ArchiveLabs / iiif.archivelab.org

Internet Archive IIIF Image 2.0 Server
GNU General Public License v3.0
30 stars 13 forks source link

"texts" item not working -- "Couldn't find image stack." ? #120

Closed hadro closed 1 year ago

hadro commented 1 year ago

While testing a collection (Vermont Life Magazine), I'm finding that the items within this collection aren't being generated correctly.

This item should generate a manifest of 116 images:

However, while the manifest linked above gets created, it only has a single image, the cover image of the item.

Then, when trying to reproduce the BookReader data, I get an error: "Couldn't find image stack."

Is there another/different construction of the BookReader data that we're missing that's needed to get the list of images for that item and the others in that collection?

It's also consistent to all the items in that collection -- what is it about the way these were digitized/published that makes them consistently not render correctly when the manifest is requested?

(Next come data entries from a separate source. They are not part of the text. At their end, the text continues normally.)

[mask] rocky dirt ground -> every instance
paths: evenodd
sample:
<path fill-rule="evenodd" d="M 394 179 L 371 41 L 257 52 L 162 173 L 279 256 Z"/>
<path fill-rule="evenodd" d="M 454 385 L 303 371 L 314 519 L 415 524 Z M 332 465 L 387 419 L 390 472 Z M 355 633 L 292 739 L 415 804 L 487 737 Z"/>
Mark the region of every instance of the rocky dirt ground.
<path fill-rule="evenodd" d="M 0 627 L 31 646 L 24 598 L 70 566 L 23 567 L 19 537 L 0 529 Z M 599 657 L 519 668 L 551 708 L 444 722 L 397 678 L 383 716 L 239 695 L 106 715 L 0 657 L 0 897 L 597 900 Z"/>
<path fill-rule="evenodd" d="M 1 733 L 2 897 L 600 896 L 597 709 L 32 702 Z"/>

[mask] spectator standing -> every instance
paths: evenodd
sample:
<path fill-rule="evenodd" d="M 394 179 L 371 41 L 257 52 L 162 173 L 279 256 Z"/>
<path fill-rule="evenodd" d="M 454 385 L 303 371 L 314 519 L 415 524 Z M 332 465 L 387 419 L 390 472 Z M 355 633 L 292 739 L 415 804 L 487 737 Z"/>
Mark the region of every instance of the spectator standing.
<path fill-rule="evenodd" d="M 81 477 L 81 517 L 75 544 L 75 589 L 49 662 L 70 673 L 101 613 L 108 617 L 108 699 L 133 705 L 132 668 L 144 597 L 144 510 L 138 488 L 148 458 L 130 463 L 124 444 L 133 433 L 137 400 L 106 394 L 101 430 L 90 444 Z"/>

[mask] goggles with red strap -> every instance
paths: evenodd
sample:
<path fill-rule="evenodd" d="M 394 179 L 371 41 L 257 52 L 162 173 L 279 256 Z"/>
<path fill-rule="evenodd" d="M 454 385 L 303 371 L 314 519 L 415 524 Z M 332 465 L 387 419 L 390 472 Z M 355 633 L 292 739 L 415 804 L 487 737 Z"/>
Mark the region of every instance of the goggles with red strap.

hadro commented 1 year ago

Aha, the URL our v3 code generates is the following: https://ia802803.us.archive.org/BookReader/BookReaderJSIA.php?id=rbmsbk_ap2-v4_2001_V55N4&itemPath=/7/items/rbmsbk_ap2-v4_2001_V55N4&server=ia802803.us.archive.org&format=jsonp&subPrefix=rbmsbk_ap2-v4_2001_V55N4

Which is very subtly different from the URL that IA itself uses in their BookReader:

https://ia802803.us.archive.org/BookReader/BookReaderJSIA.php?id=rbmsbk_ap2-v4_2001_V55N4&itemPath=/7/items/rbmsbk_ap2-v4_2001_V55N4&server=ia802803.us.archive.org&format=jsonp&subPrefix=rbms.bk_ap2.v4_2001_V55N4

Notably, in the subPrefix the value is "rbms.bk_ap2.v4_2001_V55N4", not "rbmsbk_ap2-v4_2001_V55N4" (note the dots).

Basically, it seems it's using the filename for the item as entered by the user, and before it's been sanitized (e.g. replacing dots with underscores or hyphens).

The reason we missed this e.g. in issue #87 is that this is probably a less common scenario, in most cases these are probably going to be the same.

Perhaps @mekarpeles could advise on the best/most consistent way to source that correct subPrefix value from the metadata response?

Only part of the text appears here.